# Marlin .357



## blackcrowe (Jan 16, 2008)

My grandfather has given me a couple of guns over the years, and next time I go to see him I'm going to get a Marlin lever action .357. I've shot it before and it's fun to shoot at the range, but I'm curious to what the applications for this firearm are. Obviously .357 is a great defense load in a hand gun, but I was just wondering the purpose for a lever action rifle in this caliber. Anybody else own one of these? If so what do you use it for.


----------



## DJ Niner (Oct 3, 2006)

I've not owned one of the .357 models, but several friends have, and I've owned a couple of the very similar .44 Magnum models over the years.

They make a fine close-range deer-and-smaller-game hunting rifle. I wouldn't tackle a moose with one, but if you use a well-constructed bullet and place your shot carefully, any whitetail should be fair game, as well as varmints, fur animals like fox and coyote, and even small game (if legal; in my state, you can't use centerfires for squirrels, as they don't want folks shooting up into the treetops with big bullets -- rimfires only, here).
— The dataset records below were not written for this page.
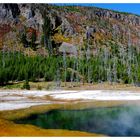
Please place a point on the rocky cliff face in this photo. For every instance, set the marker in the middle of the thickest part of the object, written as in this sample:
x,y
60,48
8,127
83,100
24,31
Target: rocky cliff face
x,y
75,25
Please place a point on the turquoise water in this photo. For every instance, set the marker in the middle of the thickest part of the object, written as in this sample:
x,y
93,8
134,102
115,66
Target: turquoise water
x,y
112,121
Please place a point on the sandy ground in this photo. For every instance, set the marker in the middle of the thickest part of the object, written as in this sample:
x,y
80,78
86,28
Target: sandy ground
x,y
18,99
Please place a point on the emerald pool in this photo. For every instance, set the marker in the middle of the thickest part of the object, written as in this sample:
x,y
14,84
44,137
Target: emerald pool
x,y
111,121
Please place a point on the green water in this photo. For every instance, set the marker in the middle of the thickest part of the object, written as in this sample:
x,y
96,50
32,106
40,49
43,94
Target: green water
x,y
112,121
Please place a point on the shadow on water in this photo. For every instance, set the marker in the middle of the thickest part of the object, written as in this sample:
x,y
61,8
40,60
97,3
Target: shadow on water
x,y
112,121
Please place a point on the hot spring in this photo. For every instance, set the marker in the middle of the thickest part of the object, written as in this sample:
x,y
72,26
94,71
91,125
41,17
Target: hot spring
x,y
111,121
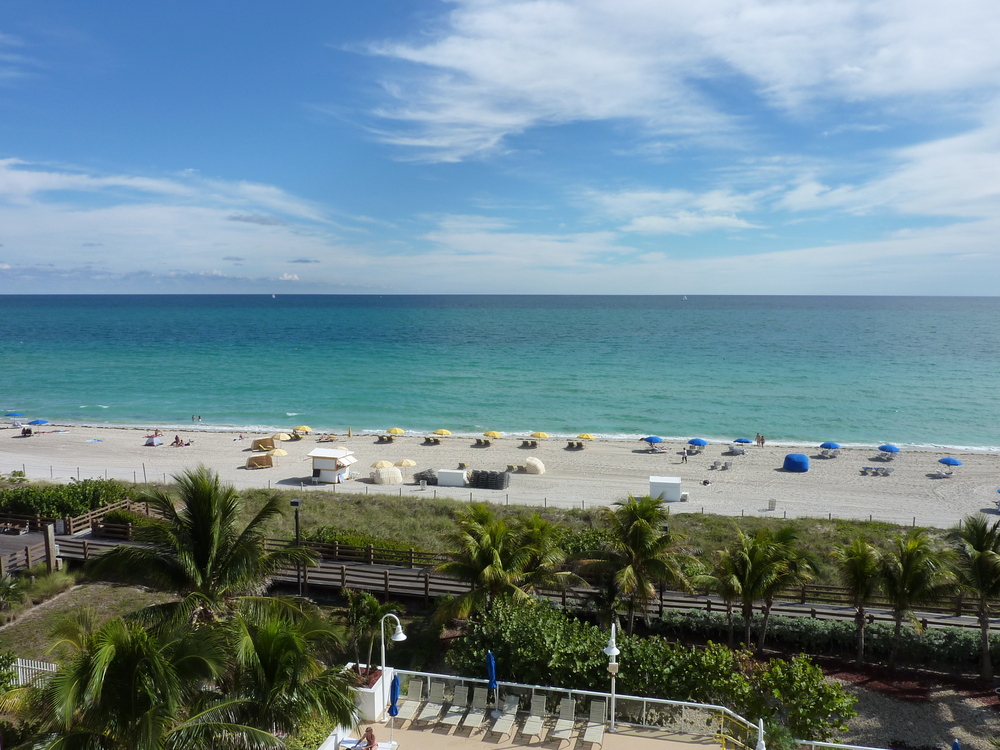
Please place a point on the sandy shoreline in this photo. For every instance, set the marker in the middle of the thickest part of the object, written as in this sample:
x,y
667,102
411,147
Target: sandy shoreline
x,y
603,473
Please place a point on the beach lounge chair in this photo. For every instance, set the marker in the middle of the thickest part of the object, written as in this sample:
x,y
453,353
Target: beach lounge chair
x,y
414,692
434,706
536,717
477,712
504,724
566,722
459,705
594,733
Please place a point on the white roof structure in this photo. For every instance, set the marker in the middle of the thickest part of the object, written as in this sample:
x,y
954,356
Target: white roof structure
x,y
336,453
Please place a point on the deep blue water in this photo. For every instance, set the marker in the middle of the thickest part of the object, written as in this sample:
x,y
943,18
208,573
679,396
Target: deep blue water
x,y
859,370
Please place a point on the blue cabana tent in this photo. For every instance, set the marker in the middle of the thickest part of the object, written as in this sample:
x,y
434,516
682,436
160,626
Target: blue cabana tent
x,y
797,462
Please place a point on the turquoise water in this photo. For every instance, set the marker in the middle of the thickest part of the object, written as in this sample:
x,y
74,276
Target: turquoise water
x,y
858,370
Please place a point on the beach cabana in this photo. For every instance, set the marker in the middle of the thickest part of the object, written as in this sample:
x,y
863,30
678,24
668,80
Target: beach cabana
x,y
331,465
262,444
260,462
796,462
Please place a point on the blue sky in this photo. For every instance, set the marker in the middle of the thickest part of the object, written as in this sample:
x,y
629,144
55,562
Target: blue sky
x,y
487,146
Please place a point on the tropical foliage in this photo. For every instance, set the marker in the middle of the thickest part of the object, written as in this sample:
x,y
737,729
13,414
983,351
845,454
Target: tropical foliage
x,y
126,686
637,554
500,560
977,566
202,552
539,645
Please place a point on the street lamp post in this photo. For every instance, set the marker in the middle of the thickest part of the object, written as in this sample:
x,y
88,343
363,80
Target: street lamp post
x,y
611,650
296,503
397,636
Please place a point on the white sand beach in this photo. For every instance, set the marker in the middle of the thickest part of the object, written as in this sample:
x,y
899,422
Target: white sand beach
x,y
603,473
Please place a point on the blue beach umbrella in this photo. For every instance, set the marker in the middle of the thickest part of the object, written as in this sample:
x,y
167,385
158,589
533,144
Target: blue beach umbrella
x,y
491,670
393,703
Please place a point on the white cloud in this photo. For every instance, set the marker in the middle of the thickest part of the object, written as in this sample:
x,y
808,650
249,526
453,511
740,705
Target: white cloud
x,y
489,69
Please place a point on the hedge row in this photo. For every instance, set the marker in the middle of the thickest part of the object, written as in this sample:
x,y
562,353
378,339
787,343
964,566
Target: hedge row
x,y
537,644
61,500
937,648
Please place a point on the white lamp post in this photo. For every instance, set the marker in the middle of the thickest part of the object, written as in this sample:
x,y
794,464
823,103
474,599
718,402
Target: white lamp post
x,y
611,650
397,636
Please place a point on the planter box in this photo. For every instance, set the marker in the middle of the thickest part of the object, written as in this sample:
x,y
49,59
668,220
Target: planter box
x,y
372,702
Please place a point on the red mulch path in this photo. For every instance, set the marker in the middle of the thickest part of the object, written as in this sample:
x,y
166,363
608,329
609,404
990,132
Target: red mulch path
x,y
909,685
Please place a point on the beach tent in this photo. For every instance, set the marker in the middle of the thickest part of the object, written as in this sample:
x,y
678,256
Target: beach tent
x,y
260,462
262,444
388,475
534,466
797,462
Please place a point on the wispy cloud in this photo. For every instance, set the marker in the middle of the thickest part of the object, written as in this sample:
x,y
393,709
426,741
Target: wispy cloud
x,y
491,69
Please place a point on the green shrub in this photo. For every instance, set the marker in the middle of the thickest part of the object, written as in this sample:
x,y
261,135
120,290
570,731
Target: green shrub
x,y
57,501
542,646
353,538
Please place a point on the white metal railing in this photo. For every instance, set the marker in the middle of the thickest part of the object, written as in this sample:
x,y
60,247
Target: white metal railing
x,y
28,670
701,719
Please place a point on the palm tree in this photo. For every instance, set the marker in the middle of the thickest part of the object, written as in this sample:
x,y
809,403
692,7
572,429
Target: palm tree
x,y
978,569
498,559
127,687
278,676
791,566
858,562
363,619
744,572
201,552
913,571
640,553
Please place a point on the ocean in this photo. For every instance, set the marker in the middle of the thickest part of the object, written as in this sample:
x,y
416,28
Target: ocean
x,y
915,371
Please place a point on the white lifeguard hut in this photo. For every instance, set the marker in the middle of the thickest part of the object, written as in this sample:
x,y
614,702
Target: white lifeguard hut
x,y
331,465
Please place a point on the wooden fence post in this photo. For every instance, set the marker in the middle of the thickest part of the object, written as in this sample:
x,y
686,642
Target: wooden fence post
x,y
50,547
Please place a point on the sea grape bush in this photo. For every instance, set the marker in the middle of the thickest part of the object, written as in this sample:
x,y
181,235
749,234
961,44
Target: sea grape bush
x,y
540,645
73,499
947,648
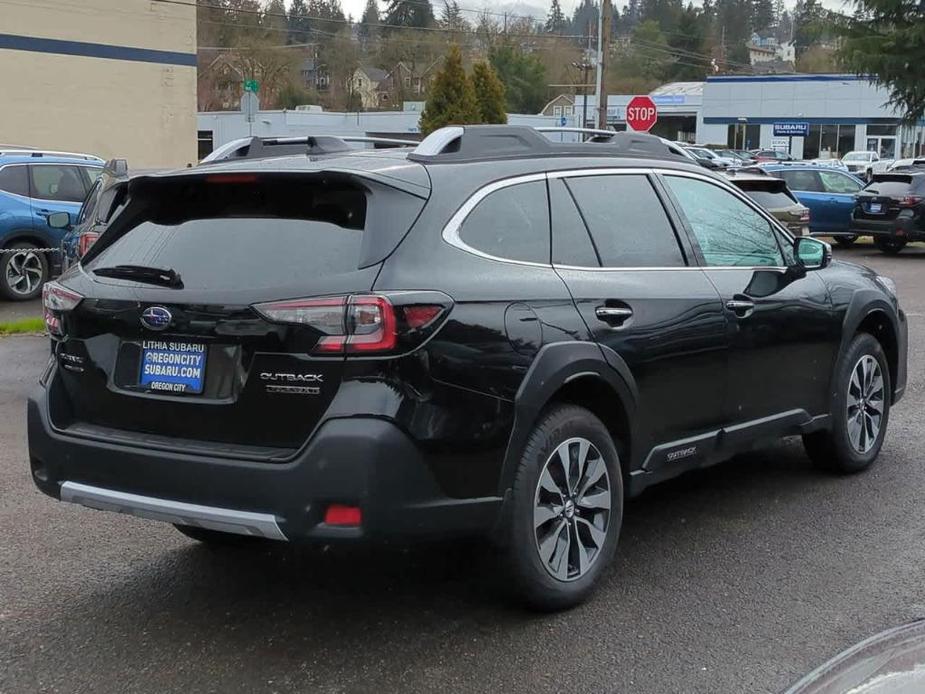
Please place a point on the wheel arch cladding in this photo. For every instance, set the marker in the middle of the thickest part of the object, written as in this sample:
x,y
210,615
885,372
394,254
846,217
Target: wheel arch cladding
x,y
577,373
878,324
870,313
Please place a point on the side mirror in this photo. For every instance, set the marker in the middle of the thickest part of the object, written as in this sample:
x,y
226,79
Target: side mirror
x,y
811,253
59,220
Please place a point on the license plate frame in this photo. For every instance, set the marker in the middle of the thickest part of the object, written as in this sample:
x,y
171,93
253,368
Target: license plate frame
x,y
172,367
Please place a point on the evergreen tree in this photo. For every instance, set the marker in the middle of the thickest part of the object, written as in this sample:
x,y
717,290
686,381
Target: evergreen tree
x,y
451,98
299,23
489,93
886,38
555,20
410,13
369,23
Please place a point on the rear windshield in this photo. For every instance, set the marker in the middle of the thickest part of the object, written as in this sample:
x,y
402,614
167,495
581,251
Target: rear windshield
x,y
893,184
273,230
772,194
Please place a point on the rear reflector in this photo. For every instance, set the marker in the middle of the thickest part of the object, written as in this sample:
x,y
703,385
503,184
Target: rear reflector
x,y
56,300
84,241
336,514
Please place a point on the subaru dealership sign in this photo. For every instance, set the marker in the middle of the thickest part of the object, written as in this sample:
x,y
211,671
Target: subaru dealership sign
x,y
789,129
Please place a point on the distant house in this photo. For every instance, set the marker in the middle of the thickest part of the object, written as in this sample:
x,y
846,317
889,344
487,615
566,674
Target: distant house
x,y
769,50
367,83
315,75
562,106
Don't plan on shooting at really big critters or hunting out past 200+ yards with them, as the cartridges just don't shoot flat enough or hit hard enough for these to be reasonable goals; but inside 100 yards (where the majority of deer are harvested, IMO), they will work very well.

They are also popular as "truck guns" or just-in-case "emergency" rifles in rural areas. Anywhere you might see a .30-30 in a gun rack or stashed in a car trunk, the .357 lever-action will fill the same need.
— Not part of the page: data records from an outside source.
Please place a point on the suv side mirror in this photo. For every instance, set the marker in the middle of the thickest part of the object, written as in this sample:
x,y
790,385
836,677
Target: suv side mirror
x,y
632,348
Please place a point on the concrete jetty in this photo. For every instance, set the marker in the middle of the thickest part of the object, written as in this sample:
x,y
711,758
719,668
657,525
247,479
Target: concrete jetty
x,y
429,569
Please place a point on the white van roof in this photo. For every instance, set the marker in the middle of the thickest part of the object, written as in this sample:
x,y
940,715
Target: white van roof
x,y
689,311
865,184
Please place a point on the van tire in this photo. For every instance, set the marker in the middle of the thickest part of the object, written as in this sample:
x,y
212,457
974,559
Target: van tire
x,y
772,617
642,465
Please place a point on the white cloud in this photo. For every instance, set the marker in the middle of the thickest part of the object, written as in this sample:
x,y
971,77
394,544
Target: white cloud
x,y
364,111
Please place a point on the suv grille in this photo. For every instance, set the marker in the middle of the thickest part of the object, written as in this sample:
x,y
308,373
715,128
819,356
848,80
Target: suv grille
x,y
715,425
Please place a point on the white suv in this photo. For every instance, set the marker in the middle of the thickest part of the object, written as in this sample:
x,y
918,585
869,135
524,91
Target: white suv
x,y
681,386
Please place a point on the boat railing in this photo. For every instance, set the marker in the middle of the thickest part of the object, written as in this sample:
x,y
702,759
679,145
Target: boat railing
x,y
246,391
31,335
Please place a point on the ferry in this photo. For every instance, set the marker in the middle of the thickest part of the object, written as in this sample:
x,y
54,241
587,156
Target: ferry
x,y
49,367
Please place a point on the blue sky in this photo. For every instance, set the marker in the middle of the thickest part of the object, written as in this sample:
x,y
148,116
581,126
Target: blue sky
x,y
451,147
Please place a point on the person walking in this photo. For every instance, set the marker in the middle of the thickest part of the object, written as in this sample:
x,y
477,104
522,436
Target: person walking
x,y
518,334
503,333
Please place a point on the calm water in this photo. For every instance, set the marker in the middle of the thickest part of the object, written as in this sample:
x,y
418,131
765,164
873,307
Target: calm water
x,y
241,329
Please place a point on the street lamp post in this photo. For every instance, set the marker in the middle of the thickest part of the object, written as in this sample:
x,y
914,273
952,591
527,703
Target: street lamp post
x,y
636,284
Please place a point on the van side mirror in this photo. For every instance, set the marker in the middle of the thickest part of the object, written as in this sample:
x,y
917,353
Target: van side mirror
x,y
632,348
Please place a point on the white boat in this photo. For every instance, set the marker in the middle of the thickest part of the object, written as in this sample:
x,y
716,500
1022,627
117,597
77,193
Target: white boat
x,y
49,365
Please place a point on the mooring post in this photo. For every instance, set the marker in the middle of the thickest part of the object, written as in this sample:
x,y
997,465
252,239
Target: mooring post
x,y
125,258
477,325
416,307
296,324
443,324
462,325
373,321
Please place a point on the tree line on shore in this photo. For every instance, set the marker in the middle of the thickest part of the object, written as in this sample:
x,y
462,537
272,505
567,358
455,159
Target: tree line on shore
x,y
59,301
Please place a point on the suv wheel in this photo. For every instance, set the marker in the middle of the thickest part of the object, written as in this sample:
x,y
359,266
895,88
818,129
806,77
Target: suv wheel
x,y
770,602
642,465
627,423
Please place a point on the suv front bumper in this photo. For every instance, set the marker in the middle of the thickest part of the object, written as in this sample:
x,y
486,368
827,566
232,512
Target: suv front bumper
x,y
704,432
With correct loads, they can also serve as personal defense weapons; in fact, there is quite a following of folks who think these are nearly as effective as an "evil assault-type rifle", without the politically incorrect image problems. They don't reload quite as quickly, but it well-trained hands, they can be formidable defense tools.

Finally, they are fun informal target-shooting guns. I call .22 rimfires "plinkers", and bigger guns in the same role "plunkers." :mrgreen: The .357 is light and handy, can shoot the shorter and less-powerful .38 Special ammo for training new shooters of for lower-cost practice, and is usually cheaper to shoot than similar guns in real rifle calibers like .30-30s. You can also shoot pistol-caliber rifles on most indoor ranges, where rifle-caliber rifles and carbines may be restricted from use.


----------



## GURU1911 (Nov 16, 2010)

Another thing to consider, is that your rifle & revolver (if you have one) can both use the same ammo. However, because of the length of the rifle barrel, you can use heavy charges of slow burning powder & heavy bullets to reach levels of kinetic impact energy & velocity that would be impossible to obtain in your revolver.


----------